Monk’s later compositions took an about turn, offering opportunities for audiences to re-imagine the world in which we live to see “the possibility of transformation” as she terms it, in order to create a better world. “I’d rather work on art as a healing force rather than a mirroring force because I think that there’s a lot of people now that are doing very overtly political work,” she explains. “I always wanted to do poetic work because I’m not analytical like say Brecht was. I feel like I can do more by continuing to offer experiences for people where they remember their basic goodness.”

In her recent trilogy of works, Oh Behalf Of Nature, Cellular Songs and Indra’s Nest, Monk offers a meditation on our relationship with the natural world that encourages listeners to visualise a more connected world: one where people are kinder to one another and to the planet. They manage to be subversively political while also poetic, seemingly marrying Monk’s earlier and later artistic selves.

The works are also preoccupied with death too, the voice as the last instrument now. Monk says the death of her partner caused her to reflect on the cyclic nature of the voice. “When my partner was dying, I would be at the hospital, every day, singing for hours. I’d be singing everything I could think of, everything I ever wrote, every folk song I knew. She was in a coma, and I felt like my voice was a beacon where you know no matter where her consciousness was, she would hear that. The voice cuts through everything and it’s so fundamental to us, it’s so deeply connected to the human heart.”

Monk says the fragility of life felt more apparent to her in the last few years, the combined effect of losing her partner, the pandemic and her own increasing age. She’s having lots of thoughts right now of how to “pass on” her difficult-to-pindown catalogue of vocal sounds, how to write her “memoirs” and how, she smiles, she is “now like, gee, I’m warming up for almost as long as the concert lasts...my DNA has caught up a little bit!” She’s also been ruminating on art and whether or not it can survive the detriment of the last two years. “I was having some dark thoughts during the pandemic like will art be essential?
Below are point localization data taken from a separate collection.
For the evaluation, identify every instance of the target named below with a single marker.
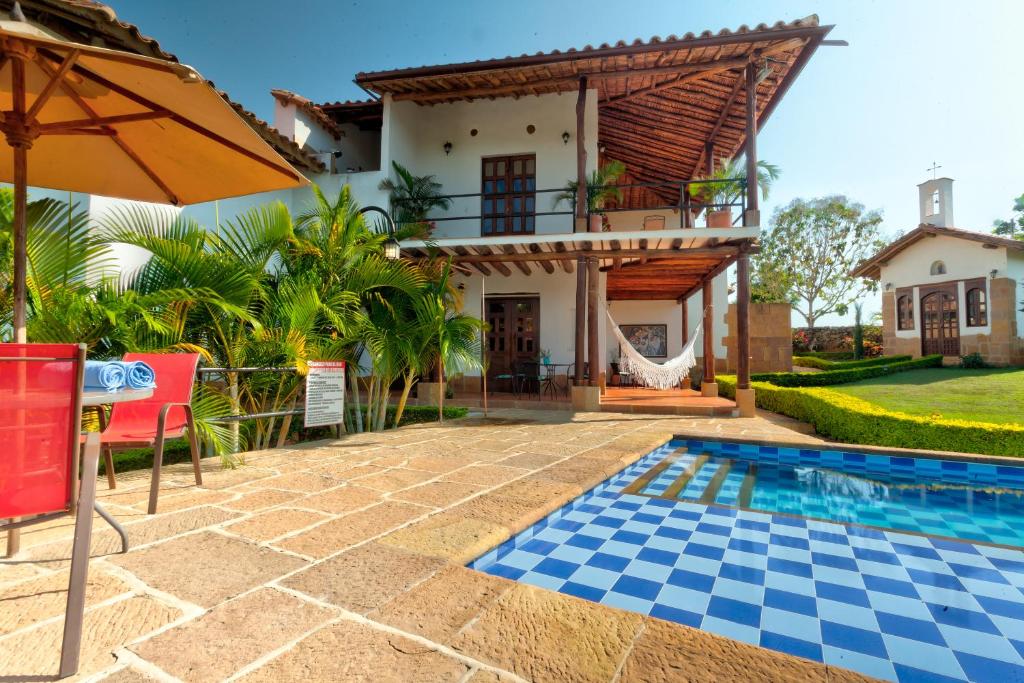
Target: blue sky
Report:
(920, 82)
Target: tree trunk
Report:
(353, 379)
(232, 390)
(406, 390)
(440, 389)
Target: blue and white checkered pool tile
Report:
(885, 603)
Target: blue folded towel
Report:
(104, 376)
(139, 375)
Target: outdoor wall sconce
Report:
(385, 225)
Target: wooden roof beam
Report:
(510, 250)
(726, 111)
(694, 70)
(485, 251)
(548, 267)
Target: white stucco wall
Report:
(416, 137)
(360, 150)
(1015, 270)
(557, 295)
(964, 259)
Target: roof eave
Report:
(368, 79)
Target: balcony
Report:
(644, 206)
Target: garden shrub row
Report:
(822, 364)
(826, 355)
(830, 377)
(845, 418)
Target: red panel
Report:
(37, 403)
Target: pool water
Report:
(972, 501)
(782, 548)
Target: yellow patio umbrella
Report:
(98, 121)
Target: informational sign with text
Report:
(325, 393)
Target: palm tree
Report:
(453, 337)
(335, 245)
(726, 182)
(600, 187)
(413, 197)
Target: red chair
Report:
(40, 422)
(150, 422)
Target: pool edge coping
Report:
(979, 458)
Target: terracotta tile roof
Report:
(589, 51)
(310, 109)
(664, 103)
(871, 267)
(92, 22)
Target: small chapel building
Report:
(950, 291)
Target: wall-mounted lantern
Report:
(385, 225)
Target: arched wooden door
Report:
(939, 324)
(513, 335)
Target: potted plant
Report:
(720, 189)
(600, 190)
(413, 197)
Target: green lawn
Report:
(980, 395)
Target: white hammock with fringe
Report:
(657, 375)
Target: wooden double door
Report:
(939, 323)
(514, 335)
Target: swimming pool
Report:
(904, 568)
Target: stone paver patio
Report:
(343, 560)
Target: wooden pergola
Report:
(670, 110)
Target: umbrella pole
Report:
(20, 145)
(20, 240)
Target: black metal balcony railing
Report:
(520, 213)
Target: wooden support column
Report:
(593, 321)
(753, 215)
(683, 308)
(709, 387)
(581, 322)
(744, 394)
(582, 215)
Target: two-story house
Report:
(506, 136)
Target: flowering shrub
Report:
(855, 421)
(801, 342)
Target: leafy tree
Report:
(808, 252)
(413, 197)
(1014, 226)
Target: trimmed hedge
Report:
(852, 420)
(821, 364)
(826, 355)
(844, 376)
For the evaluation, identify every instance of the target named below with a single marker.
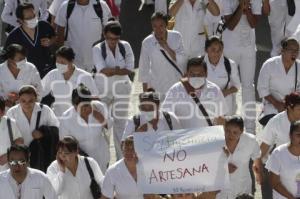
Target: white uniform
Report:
(115, 90)
(162, 124)
(240, 180)
(240, 46)
(91, 136)
(5, 139)
(35, 186)
(273, 80)
(85, 28)
(283, 163)
(189, 115)
(68, 186)
(218, 75)
(55, 83)
(28, 75)
(48, 118)
(9, 11)
(154, 68)
(118, 181)
(189, 21)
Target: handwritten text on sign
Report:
(181, 161)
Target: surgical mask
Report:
(197, 82)
(62, 67)
(32, 23)
(149, 115)
(21, 64)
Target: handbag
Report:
(94, 186)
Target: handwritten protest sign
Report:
(182, 161)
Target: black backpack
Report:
(70, 8)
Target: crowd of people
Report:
(66, 79)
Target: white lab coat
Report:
(118, 181)
(189, 21)
(161, 125)
(48, 118)
(61, 89)
(91, 136)
(240, 180)
(283, 163)
(5, 139)
(35, 186)
(28, 75)
(155, 69)
(273, 80)
(68, 186)
(85, 28)
(188, 113)
(218, 75)
(9, 11)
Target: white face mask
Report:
(149, 115)
(21, 64)
(197, 82)
(62, 67)
(32, 23)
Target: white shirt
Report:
(26, 128)
(85, 28)
(162, 124)
(61, 89)
(35, 186)
(276, 131)
(242, 35)
(283, 163)
(91, 136)
(5, 139)
(118, 182)
(154, 68)
(240, 180)
(273, 80)
(68, 186)
(9, 11)
(189, 115)
(28, 75)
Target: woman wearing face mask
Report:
(183, 98)
(60, 82)
(150, 119)
(35, 36)
(16, 72)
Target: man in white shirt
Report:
(82, 28)
(182, 96)
(9, 133)
(241, 17)
(20, 182)
(162, 56)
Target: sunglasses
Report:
(17, 162)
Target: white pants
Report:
(245, 58)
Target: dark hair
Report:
(19, 148)
(66, 52)
(27, 89)
(20, 9)
(161, 16)
(197, 61)
(294, 126)
(212, 39)
(113, 26)
(69, 142)
(11, 51)
(292, 99)
(235, 120)
(2, 103)
(81, 94)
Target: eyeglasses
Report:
(17, 162)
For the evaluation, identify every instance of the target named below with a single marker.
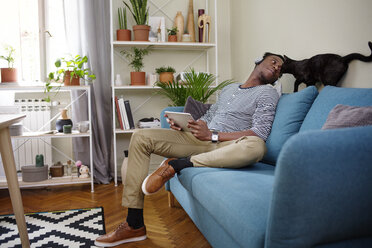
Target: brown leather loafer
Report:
(158, 178)
(122, 234)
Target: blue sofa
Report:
(312, 189)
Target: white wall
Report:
(301, 29)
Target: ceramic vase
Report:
(64, 120)
(138, 78)
(123, 35)
(68, 82)
(8, 75)
(166, 77)
(172, 38)
(201, 12)
(190, 21)
(179, 23)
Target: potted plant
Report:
(9, 74)
(123, 33)
(172, 34)
(140, 13)
(135, 57)
(69, 72)
(196, 85)
(165, 74)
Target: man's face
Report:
(269, 69)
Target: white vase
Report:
(179, 23)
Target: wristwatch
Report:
(214, 136)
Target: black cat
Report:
(324, 68)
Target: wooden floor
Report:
(166, 227)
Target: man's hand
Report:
(200, 130)
(172, 124)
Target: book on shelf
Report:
(129, 114)
(118, 113)
(123, 114)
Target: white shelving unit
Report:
(202, 49)
(32, 87)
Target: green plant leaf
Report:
(58, 63)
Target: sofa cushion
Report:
(238, 199)
(328, 98)
(290, 113)
(348, 116)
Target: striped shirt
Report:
(240, 109)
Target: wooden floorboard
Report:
(166, 227)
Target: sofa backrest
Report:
(290, 113)
(328, 98)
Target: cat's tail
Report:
(358, 56)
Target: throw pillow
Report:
(195, 108)
(290, 113)
(348, 116)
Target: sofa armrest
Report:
(322, 189)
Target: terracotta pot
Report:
(124, 35)
(166, 77)
(63, 120)
(172, 38)
(141, 32)
(8, 75)
(138, 78)
(75, 80)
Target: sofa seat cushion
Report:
(238, 199)
(328, 98)
(290, 113)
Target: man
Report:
(231, 134)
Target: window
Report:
(35, 28)
(19, 27)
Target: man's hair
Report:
(267, 54)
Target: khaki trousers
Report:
(177, 144)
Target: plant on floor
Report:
(198, 85)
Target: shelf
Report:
(165, 45)
(55, 134)
(32, 86)
(50, 182)
(140, 87)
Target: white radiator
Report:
(25, 149)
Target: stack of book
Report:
(124, 114)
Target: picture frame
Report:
(156, 22)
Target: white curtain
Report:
(87, 24)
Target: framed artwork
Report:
(157, 23)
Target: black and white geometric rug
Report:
(68, 228)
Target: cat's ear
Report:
(286, 59)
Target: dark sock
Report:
(180, 163)
(135, 218)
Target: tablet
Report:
(180, 119)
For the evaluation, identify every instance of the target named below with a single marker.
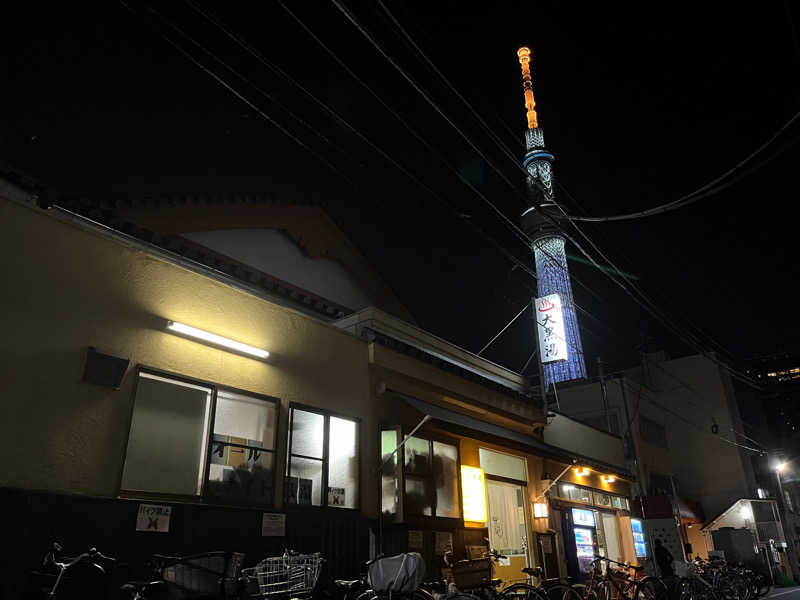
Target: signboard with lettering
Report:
(550, 327)
(335, 496)
(273, 525)
(153, 517)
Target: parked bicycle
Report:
(617, 583)
(713, 580)
(86, 575)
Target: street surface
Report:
(792, 593)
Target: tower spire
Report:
(524, 55)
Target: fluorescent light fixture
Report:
(215, 339)
(473, 493)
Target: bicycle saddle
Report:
(346, 585)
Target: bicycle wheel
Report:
(650, 588)
(584, 592)
(561, 591)
(523, 591)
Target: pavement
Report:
(791, 593)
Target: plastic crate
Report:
(472, 574)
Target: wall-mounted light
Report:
(473, 493)
(214, 339)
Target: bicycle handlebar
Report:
(598, 558)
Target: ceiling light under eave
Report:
(216, 340)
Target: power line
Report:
(243, 98)
(714, 186)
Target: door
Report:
(548, 558)
(508, 529)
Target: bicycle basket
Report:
(203, 574)
(471, 574)
(402, 573)
(297, 574)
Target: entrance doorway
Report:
(508, 528)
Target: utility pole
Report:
(604, 393)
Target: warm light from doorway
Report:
(215, 339)
(473, 492)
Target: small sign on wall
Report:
(444, 542)
(336, 496)
(153, 517)
(273, 525)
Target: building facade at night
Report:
(695, 471)
(137, 378)
(561, 354)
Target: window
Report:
(171, 440)
(573, 492)
(431, 478)
(603, 500)
(502, 465)
(243, 449)
(323, 455)
(652, 432)
(168, 440)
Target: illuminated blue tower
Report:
(566, 362)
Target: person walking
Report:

Will people appreciate how essential

Monk was relieved to be back on stage recently and is currently in the middle of rehearsals for her first UK and European shows since 2013, including Rewire where she is performing Memory Game — a collection drawn from nine of her different theatrical productions that span 1983 — 2006 — and Cellular Songs, her most recent work from 2018. “Nothing substitutes for the live experience, nothing, because energy is very real,” she says, still on a high from a recent performance of Duet Behaviour with long-term friend and collaborator John Hollenbeck. They’d done an online version of the show during lockdown, but Monk says it wasn’t the same.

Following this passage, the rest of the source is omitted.